​​

Funaro Ferrari

Il consigliere comunale, Dmitrij Palagi e quello del Q2, Lorenzo Palandri, entrambi di Sinistra Progetto Comune hanno espresso i loro dubbi e le loro preoccupazioni su come stia portando avanti il Comune, l'interlocuzione con la Fiorentina. Il tema di fondo resta sempre quello del restyling dello stadio Artemio Franchi. 

"Il 28 aprile 2026, come gruppo consiliare Sinistra Progetto Comune avevamo presentato una richiesta di accesso agli atti sul Franchi, chiedendo tre cose precise: se la proprietà della Fiorentina avesse presentato una «proposta di pubblico interesse» per la Fase 2 dei lavori; se esistessero atti connessi a tale proposta; se ci fossero comunicazioni formali tra Comune e proprietà negli ultimi due anni.

Un mese dopo - come da termini di legge - la Direzione Generale (che ringraziamo) ci ha risposto con tre «non risulta». Abbiamo verificato sul portale pubblico delle delibere e determine del Comune di Firenze.

Il 16 aprile 2026 la Direzione Cultura e Sport ha approvato gli «Indirizzi per l'utilizzo dello stadio comunale Artemio Franchi nella stagione calcistica 2026/2027» (DD 00123/2026). Il 22 aprile 2026 — sei giorni prima della nostra richiesta — la stessa Direzione ha approvato lo «schema di accordo modificativo alla Convenzione del 25.1.2010 per la concessione in uso dello Stadio Artemio Franchi e delle aree limitrofe per la stagione 2026-27» (DD 03071/2026). Modificare la convenzione di concessione è un atto formale che implica un'intesa con il concessionario — cioè la società che usa lo stadio.

La Direzione Generale risponde che non risultano «correlate comunicazioni formali». La parola «correlate» fa tutto il lavoro: quelle comunicazioni esistono, ma riguardano la gestione ordinaria dello stadio, non il project financing. Il Comune parla formalmente con la Fiorentina per stabilire come usare i bagni e i parcheggi; non parla formalmente con la Fiorentina — o almeno non lascia traccia — quando si tratta dei 110 milioni del secondo lotto.

La risposta della Direzione Generale non nega l'esistenza della manifestazione d'interesse protocollata (prot. 182470/2026): era l'oggetto stesso della nostra richiesta, e la DG la cita esplicitamente. Dice però che non è qualificabile come «proposta di pubblico interesse» ai sensi della normativa sui contratti pubblici. Questa distinzione non è solo tecnica: se la società sportiva avesse presentato formalmente una proposta di pubblico interesse, scatterebbe un obbligo di pubblicazione, di istruttoria e — auspichiamo— di coinvolgimento del Consiglio comunale. Tenere il documento fuori da quella classificazione significa tenere fuori anche quei vincoli di trasparenza.

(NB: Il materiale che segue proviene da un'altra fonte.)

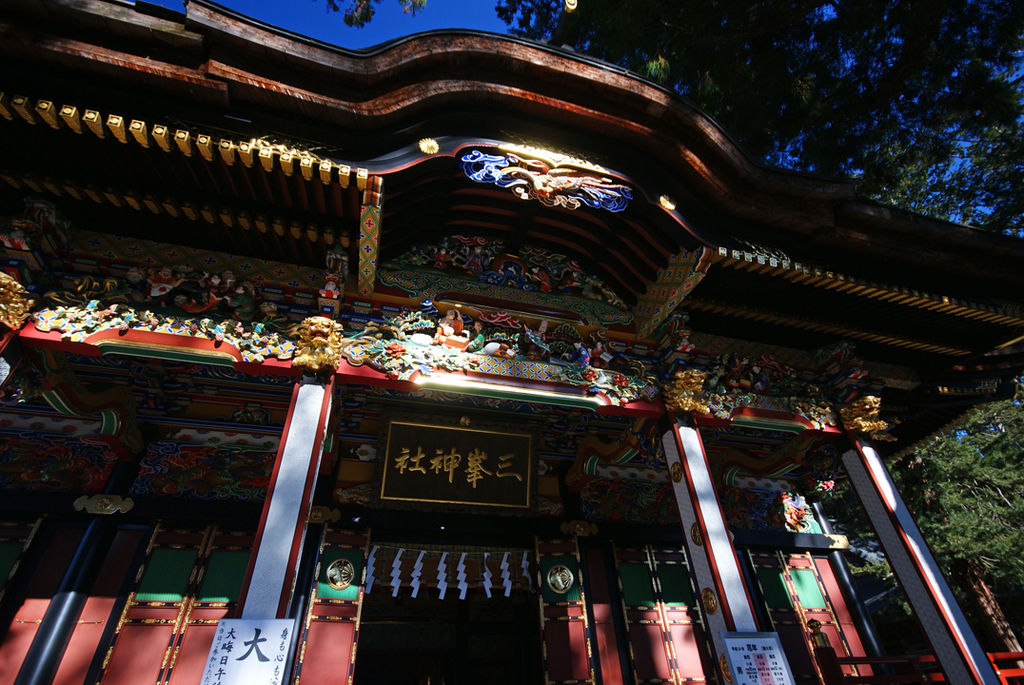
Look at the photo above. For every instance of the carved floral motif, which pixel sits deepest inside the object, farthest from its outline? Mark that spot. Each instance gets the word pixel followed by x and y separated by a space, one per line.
pixel 14 302
pixel 318 347
pixel 255 342
pixel 683 394
pixel 862 417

Le nostre domande diventano ancora più urgenti. Chi ha firmato la manifestazione d'interesse di aprile? Con chi sta negoziando il Comune il project financing da 55 milioni di euro a testa e la concessione pluridecennale?

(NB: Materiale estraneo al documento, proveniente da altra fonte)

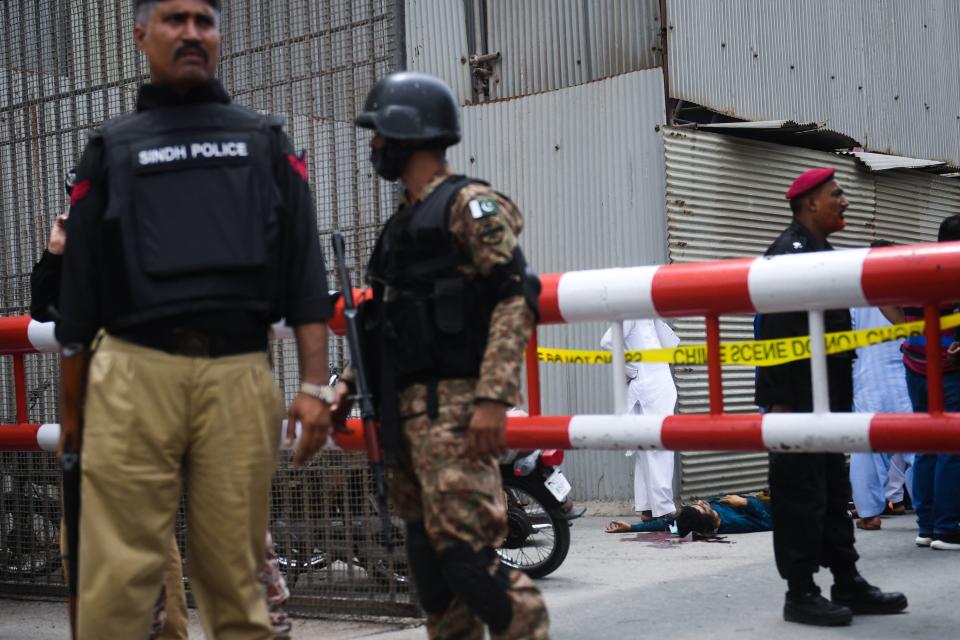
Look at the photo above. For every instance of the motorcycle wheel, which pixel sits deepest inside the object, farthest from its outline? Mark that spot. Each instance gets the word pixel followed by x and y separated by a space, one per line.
pixel 538 536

Nel frattempo, secondo quanto riportato dalla stampa locale, i colloqui tra Comune e Fiorentina per il project financing del secondo lotto devono concludersi entro il 31 luglio 2026, data entro la quale Firenze deve candidare il Franchi come sede di Euro 2032. Una scadenza irreversibile che si avvicina senza che il Consiglio abbia discusso nulla di formale, tantomeno il Consiglio del Quartiere 2.

Non vogliamo esprimere una posizione ingenua: immaginiamo che il Comune conduca anche trattative riservate in alcune fasi, o comunque ci siano confronti anche informali. Contestiamo che uno dei maggiori impianti sportivi pubblici della Città - finanziato con fondi statali PNRR, oggetto di un project financing da oltre 100 milioni, destinato a ospitare un campionato europeo - possa vedere il suo futuro trattato senza che il Consiglio comunale sia coinvolto in nessuna fase formale.

La risposta della Direzione Generale certifica ufficialmente che non esiste un percorso trasparente e verificabile per la decisione più rilevante sul Franchi degli ultimi vent'anni. Questo non è riservatezza negoziale: è esclusione del Consiglio da una scelta che appartiene alla Città.

Depositeremo un'interrogazione urgente alla Sindaca e alla Giunta".